Finally, Ustundag et al. [56] analyzed several established DMMs for industrial companies and proposed an alternative model that includes 13 relevant domains grouped into 3 dimensions: smart products and services, smart business processes, and strategy and organization. The applicability of the model was confirmed by tests in a retail company. The authors recommend further improvements by prioritizing industry-specific areas and developing activity plans tailored to the current maturity level of each company.

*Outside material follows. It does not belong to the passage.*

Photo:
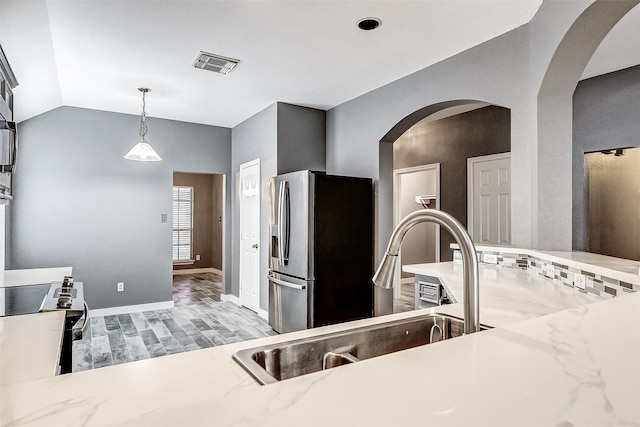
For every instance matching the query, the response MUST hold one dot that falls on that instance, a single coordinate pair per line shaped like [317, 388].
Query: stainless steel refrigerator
[321, 251]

Due to rapid technological progress and increasing competitive pressure, DTIs and DMMs are becoming increasingly important for SMEs. These tools help companies determine their current digital capabilities, formulate DT strategies, and adapt to the challenges of modern markets. The indices serve as strategic guides for SMEs and help identify areas where they are lagging behind their competitors or where additional efforts and investments are needed. DESI, for example, enables EU Member States to identify digital disparities between SMEs and allocate resources to the specific needs of different sectors. While DTIs provide a broad, quantitative overview of companies’ digitalization levels, DMMs offer deeper, more detailed analyses of specific areas within a company’s DT. Companies use these models to assess their current status, set strategic goals, and compare their progress with that of their competitors. The link between DTIs and DMMs is crucial throughout the DT process. Indices provide a macro perspective on a company’s market position in relation to digitalization, while models facilitate internal assessment and strategic planning. Their complementarity enables companies to gain a holistic understanding of their digital readiness and optimize resource allocation. By using both tools, SMEs can better prioritize their investments in technology and digital processes. This is particularly important as many SMEs are working with limited resources for business development and the sustainability of their competitiveness. In order to maximize the impact of available resources on improving business processes, it is important to make informed strategic decisions. DTIs and DMMs, therefore, provide important guidance in navigating the complexities of DT. While indices provide information on competitive position, DMMs help assess internal capabilities, set priorities, and implement digital strategies. The integration of both approaches enables companies to improve their digital maturity, increase their ability to innovate, and achieve sustainable growth in the digital age. In addition, DMMs serve as valuable tools for the ongoing evaluation of digitalization efforts. They allow companies to track their progress using multidimensional criteria functions that reflect the key elements of digitalization and support continuous improvement and strategic agility [46].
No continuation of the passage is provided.